The RCN has been locked in an increasingly heated war of words with Steve Barclay, the health secretary, over the union, which is demanding pay equal to inflation plus 5%, or 16.1%. He dismissed the RCN’s payment claim as excessive and unreasonable.
NHS England’s letter also names ten other types of vital care, mainly involving life-or-death scenarios, titled ‘derogations not required’, which they hope will agree with RCNs to continue as usual.
These include emergency care, intensive care unit and emergency operating room services, and maternity services, including childbirth, psychiatric intensive care, time-critical organ transplants, and palliative and end-of-life care.
However, regardless of the national agreement reached by NHS England and the RCN, all 160 trusts and other NHS organizations in England where a majority of nurses voted to strike will also have to agree with the RCN’s local strike committee where an interruption will occur.
The letter was signed by Mike Prentice, NHS England’s national director of emergencies, planning and incident response, and Navina Evans, its chief workforce officer.
Meanwhile, the chief executive of NHS England insisted that patient procedures would not be canceled at the last minute because of the nurses’ strikes, but warned that some care would have to be postponed.
Giving evidence on Monday to the Commons Public Accounts Committee, Amanda Pritchard said she could not confirm how long in advance people would be informed of any upcoming treatment changes, but that efforts would be made to inform them “sooner than later”.
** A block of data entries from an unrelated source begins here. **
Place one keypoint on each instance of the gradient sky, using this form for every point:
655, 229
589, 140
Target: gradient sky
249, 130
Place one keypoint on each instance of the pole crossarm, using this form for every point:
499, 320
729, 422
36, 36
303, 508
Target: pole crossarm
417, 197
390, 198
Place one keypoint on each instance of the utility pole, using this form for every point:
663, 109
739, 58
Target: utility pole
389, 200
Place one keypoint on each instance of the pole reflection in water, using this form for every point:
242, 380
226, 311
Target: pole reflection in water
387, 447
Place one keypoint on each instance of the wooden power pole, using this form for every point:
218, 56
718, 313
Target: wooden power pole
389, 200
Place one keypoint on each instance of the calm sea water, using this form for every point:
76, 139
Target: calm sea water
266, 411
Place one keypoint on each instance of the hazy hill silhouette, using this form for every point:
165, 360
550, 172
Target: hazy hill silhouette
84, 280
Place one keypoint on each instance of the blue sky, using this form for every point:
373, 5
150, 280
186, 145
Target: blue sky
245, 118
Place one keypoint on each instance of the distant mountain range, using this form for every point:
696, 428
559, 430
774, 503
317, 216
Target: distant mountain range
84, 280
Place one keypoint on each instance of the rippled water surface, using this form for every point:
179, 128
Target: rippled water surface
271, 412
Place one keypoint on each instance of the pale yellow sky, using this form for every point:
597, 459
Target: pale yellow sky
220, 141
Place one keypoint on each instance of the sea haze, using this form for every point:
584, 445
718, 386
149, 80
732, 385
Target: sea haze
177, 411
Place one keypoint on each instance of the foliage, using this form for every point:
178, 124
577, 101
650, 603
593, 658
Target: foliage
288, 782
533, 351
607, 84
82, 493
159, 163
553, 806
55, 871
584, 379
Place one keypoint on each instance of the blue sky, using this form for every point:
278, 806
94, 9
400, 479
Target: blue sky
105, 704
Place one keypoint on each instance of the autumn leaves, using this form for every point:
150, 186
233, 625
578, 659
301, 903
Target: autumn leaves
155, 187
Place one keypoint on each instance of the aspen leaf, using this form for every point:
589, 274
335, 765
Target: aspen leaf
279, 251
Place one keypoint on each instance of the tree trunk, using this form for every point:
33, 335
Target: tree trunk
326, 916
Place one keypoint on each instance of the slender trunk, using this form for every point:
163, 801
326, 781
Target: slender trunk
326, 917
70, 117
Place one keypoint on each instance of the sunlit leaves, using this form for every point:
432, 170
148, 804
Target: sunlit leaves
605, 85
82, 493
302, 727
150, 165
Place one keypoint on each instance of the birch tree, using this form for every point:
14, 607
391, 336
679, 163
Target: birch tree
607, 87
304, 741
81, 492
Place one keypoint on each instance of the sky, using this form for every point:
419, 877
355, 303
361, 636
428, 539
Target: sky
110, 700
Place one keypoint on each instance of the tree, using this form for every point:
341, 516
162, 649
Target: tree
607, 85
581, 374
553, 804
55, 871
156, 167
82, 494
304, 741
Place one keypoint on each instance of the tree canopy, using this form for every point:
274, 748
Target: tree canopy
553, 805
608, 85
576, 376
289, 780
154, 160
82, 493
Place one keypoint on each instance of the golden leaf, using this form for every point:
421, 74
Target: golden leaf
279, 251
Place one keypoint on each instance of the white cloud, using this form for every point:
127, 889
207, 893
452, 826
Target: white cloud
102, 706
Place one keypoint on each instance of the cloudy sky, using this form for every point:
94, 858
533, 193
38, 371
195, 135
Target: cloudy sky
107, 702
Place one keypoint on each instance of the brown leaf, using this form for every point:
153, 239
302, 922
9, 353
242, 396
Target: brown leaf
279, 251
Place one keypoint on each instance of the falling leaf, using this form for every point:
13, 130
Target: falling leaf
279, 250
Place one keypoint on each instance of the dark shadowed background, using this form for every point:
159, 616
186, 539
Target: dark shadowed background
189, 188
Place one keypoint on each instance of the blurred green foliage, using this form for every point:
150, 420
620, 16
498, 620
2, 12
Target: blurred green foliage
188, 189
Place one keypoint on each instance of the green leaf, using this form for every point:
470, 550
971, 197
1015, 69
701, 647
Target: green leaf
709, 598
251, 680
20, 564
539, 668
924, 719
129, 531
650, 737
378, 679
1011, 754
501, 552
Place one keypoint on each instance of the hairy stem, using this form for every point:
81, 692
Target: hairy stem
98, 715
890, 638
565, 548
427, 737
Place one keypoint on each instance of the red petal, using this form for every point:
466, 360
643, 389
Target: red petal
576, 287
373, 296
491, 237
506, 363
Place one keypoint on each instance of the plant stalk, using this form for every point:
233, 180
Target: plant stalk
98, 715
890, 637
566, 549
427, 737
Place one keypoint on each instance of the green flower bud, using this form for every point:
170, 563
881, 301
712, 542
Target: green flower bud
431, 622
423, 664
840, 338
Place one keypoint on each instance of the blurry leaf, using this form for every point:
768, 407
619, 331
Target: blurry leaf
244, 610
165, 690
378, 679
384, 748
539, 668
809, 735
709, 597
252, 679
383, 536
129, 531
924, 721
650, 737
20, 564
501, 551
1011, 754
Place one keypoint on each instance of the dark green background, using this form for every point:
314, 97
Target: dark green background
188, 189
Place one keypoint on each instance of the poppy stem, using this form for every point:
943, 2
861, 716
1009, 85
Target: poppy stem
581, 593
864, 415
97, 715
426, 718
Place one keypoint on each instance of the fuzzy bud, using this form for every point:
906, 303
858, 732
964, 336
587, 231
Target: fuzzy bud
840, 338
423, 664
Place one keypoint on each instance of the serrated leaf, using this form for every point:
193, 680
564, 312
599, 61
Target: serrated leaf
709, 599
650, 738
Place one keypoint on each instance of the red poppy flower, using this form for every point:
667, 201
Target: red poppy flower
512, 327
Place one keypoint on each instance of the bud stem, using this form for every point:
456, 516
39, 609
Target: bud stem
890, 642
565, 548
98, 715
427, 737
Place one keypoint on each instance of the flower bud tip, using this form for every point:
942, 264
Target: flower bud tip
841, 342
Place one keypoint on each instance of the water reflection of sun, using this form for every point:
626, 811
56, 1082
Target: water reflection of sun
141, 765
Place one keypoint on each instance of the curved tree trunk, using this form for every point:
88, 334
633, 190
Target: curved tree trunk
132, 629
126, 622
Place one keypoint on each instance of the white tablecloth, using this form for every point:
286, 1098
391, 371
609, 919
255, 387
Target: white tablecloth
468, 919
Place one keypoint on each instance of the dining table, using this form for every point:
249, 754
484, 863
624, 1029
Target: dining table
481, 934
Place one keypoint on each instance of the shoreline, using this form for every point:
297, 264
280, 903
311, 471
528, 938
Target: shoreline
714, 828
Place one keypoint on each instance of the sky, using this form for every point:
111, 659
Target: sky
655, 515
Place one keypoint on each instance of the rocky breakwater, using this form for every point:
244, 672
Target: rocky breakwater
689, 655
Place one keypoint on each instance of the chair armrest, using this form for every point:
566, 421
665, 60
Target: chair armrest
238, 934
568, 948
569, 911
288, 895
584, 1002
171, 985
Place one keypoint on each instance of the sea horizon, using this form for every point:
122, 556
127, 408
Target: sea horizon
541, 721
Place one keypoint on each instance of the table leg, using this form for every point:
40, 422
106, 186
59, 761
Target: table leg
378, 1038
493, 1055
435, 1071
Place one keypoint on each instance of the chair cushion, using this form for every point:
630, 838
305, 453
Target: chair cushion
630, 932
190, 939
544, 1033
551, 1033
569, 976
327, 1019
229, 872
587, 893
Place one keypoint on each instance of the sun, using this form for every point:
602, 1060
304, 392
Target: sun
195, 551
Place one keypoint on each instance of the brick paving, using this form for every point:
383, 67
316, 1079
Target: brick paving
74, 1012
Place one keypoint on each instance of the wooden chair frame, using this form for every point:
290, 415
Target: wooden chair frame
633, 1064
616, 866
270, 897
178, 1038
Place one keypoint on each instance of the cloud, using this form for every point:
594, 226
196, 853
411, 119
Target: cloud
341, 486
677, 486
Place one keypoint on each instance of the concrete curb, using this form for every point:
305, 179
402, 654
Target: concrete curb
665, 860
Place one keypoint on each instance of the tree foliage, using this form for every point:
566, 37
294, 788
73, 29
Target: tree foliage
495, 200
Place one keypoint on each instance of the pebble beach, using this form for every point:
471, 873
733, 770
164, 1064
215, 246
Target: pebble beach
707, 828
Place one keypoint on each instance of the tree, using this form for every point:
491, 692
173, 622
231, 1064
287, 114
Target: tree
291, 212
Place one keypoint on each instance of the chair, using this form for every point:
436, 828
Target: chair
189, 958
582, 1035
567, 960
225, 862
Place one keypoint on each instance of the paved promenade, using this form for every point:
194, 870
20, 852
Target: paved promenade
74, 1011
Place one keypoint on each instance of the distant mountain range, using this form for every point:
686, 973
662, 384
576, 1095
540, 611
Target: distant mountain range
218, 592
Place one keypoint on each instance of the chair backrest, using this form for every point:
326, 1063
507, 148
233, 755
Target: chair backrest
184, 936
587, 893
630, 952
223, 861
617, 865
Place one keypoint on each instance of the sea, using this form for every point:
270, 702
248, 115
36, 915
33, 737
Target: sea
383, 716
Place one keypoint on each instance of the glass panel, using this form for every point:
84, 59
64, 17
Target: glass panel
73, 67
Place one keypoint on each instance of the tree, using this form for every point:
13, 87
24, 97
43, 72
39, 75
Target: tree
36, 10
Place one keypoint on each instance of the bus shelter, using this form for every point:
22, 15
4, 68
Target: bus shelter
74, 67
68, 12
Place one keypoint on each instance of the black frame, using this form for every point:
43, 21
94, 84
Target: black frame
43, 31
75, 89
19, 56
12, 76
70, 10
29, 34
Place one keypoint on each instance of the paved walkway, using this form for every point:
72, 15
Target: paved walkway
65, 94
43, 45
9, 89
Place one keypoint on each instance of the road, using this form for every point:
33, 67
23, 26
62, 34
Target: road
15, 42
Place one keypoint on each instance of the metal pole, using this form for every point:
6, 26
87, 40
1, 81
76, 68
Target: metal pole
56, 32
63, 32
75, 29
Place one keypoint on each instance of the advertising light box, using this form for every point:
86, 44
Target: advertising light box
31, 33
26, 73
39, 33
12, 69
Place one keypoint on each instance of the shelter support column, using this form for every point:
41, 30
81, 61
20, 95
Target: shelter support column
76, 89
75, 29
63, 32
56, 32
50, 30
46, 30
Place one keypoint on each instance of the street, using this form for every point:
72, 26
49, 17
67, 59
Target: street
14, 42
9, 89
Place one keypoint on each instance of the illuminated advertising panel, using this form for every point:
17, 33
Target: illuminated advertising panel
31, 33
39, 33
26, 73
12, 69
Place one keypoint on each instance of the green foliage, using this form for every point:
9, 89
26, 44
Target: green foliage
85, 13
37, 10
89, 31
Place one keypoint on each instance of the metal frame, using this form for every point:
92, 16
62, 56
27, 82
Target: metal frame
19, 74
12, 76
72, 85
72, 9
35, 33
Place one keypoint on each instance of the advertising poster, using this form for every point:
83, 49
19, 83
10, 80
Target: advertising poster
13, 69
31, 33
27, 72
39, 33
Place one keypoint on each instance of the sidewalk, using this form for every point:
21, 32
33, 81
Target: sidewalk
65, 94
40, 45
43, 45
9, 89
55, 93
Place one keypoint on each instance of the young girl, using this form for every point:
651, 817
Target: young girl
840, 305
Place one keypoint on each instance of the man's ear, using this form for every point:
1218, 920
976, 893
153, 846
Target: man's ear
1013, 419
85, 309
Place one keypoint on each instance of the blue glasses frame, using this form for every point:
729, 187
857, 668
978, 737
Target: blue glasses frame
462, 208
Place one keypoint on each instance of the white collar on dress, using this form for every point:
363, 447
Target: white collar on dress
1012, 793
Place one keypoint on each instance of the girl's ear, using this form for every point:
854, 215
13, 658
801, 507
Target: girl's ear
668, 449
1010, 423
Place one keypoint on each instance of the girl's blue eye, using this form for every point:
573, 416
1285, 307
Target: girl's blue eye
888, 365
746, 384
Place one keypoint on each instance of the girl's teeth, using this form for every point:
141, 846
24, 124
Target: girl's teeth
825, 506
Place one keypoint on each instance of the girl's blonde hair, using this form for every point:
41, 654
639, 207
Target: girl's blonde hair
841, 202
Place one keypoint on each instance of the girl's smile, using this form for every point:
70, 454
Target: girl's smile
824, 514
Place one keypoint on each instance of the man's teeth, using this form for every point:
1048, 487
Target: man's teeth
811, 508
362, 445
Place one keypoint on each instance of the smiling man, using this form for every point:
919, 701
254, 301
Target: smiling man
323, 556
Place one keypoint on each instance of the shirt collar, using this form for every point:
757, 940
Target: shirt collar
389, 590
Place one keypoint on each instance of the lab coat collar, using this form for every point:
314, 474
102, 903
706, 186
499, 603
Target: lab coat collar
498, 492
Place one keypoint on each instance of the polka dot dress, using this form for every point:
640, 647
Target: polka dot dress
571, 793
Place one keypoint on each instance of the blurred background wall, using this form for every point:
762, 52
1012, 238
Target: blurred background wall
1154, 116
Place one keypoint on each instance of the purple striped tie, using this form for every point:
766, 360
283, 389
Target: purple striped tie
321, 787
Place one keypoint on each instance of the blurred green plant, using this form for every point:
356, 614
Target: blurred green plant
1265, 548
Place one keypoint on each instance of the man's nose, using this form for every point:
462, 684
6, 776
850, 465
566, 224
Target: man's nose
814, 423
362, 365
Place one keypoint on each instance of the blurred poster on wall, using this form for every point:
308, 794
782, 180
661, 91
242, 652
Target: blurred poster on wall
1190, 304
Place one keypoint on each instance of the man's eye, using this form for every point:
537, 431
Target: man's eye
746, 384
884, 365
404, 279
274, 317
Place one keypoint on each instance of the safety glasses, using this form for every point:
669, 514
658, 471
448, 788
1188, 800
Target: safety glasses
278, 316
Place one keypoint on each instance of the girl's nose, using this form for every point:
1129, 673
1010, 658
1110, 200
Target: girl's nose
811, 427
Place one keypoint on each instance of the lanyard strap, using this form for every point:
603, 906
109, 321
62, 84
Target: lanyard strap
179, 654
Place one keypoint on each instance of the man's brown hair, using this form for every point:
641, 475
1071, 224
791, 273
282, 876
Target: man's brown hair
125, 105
Committee chair Meg Hillier MP asked her: “When you have this (notice of strike action), how quickly can you start making changes and, crucially, let patients know whether their treatment will continue or not?”
Pritchard said the pay dispute presented an “extremely difficult set of circumstances.” She added: “The hopeful next step will be to agree the common set of principles on derogations with the unions, we are doing this in conjunction with the department [of health and social care]of course, but then the local trusts will have to work out the details themselves with the clinical teams, with their local unions and part of that will be making that decision for each patient so that we can let people know sooner rather than later – late.